A wave of US foundations has moved to stabilise public media after Congress defunded the Corporation for Public Broadcasting (CPB), with Native Public Media (NPM) urging that the crisis become a springboard for lasting resilience in Indigenous‑led outlets.
In an opinion essay for ICT, NPM president and CEO Loris Taylor recounts that on 4 August NPM and Public Media Company appealed to philanthropy.
On 19 August, the Knight, Pivotal, MacArthur, Ford, Schmidt Family and Robert Wood Johnson foundations committed US$36.5 million in emergency support for stations, with priority for rural and Indigenous audiences at risk of losing local service.

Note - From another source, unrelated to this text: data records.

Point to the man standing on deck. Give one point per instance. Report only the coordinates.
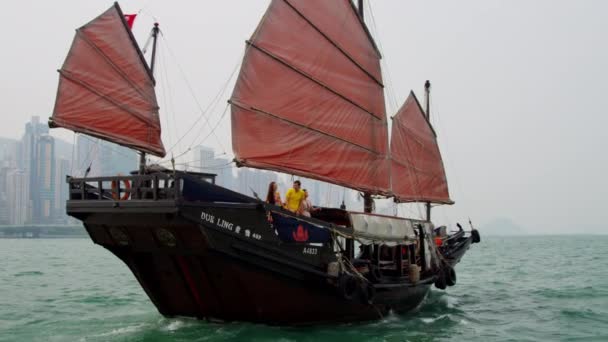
(294, 197)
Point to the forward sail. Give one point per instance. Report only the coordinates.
(106, 89)
(309, 99)
(417, 169)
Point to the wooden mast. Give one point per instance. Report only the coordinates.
(155, 30)
(368, 202)
(427, 97)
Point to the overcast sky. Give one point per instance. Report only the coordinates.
(519, 89)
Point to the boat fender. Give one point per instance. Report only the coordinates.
(449, 275)
(367, 293)
(116, 194)
(475, 235)
(374, 274)
(347, 285)
(440, 282)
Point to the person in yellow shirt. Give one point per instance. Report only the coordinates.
(294, 197)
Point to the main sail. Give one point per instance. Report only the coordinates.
(309, 99)
(106, 89)
(416, 165)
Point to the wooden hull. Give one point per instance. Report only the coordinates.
(224, 261)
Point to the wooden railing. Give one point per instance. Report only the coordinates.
(157, 186)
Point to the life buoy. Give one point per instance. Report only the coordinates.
(115, 192)
(440, 282)
(450, 275)
(347, 285)
(374, 274)
(367, 293)
(475, 235)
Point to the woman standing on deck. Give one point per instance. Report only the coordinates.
(273, 196)
(306, 207)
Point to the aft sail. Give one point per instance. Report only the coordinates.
(416, 165)
(309, 99)
(106, 89)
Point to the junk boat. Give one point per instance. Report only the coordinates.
(308, 101)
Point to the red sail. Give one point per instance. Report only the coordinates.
(309, 99)
(106, 88)
(417, 169)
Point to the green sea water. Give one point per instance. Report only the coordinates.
(551, 288)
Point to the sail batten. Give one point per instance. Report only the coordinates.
(378, 81)
(303, 126)
(106, 88)
(294, 68)
(310, 97)
(417, 170)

Taylor frames the grants as both lifeline and warning.
Emergency dollars can keep transmitters on the air, yet the sector’s exposure to political budget swings remains. She proposes a Tribal Media Endowment Fund to provide steady operating support and editorial independence for Native‑led stations (including the 61 outlets in the Native Broadcast Network) by investing principal and disbursing only earnings under Indigenous governance.
The endowment concept would complement near‑term stabilisation tools such as the Public Media Bridge Fund.
NPM has amplified the call on its own site, arguing that public radio and television stations serve as civic infrastructure in communities where commercial media is thin.
By shifting the conversation from crisis grants to durable capital held in trust, Taylor says Native‑serving media can plan beyond the political cycle, expand language programming and youth training and protect local newsrooms that have become “community anchors”.